Y, mirando hacia donde ella señalaba, todos vieron, débil y transparente, como si fuera de cristal, que se distinguían perfectamente las venas, las arterias, los huesos y los nervios, la silueta de una mano flácida e inerte. A medida que la miraban, parecía adquirir un color más oscuro y parecía volverse opaca.
—¡Mirad! —dijo el policía—. Los pies también están empezando a distinguírsele.
Y así, lentamente, empezando por las manos y los pies, y siguiendo por otros miembros, hasta los puntos vitales del cuerpo, aquel cambio tan extraño continuaba su proceso. Era como la lenta propagación del veneno. Primero se empezaron a distinguir los nervios, blancos y delgados, dibujando el entorno confuso y grisáceo de un miembro, después, los huesos, que parecían de cristal, y las arterias; luego, la carne y la piel; todo ello como una bruma, al principio, pero después, rápidamente, denso y opaco.
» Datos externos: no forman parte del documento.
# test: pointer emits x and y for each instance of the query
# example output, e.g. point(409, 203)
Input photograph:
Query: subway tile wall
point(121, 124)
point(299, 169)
En ese momento se podía ver el pecho aplastado y los hombros y las facciones de la cara, completamente destrozadas. Cuando, finalmente, aquella multitud hizo sitio a Kemp para que pudiera ponerse de pie, allí yacía, desnudo y digno de compasión, en el suelo, el cuerpo magullado de un joven de unos treinta años. Tenía el cabello y la barba blancos, pero no blancos por la edad, sino del color blanco de los albinos; sus ojos parecían granates. Tenía las manos apretadas y en su expresión se confundía la ira con el desaliento.
—¡Tapadle el rostro! —dijo un hombre—. ¡Por el amor de Dios, tapad ese rostro! —Y tres niños que habían logrado abrirse paso entre la multitud fueron obligados a volver sobre sus pasos y salir del grupo.
Alguien trajo una sábana del Jolly Cricketers, y, una vez cubierto, lo metieron en esa misma casa.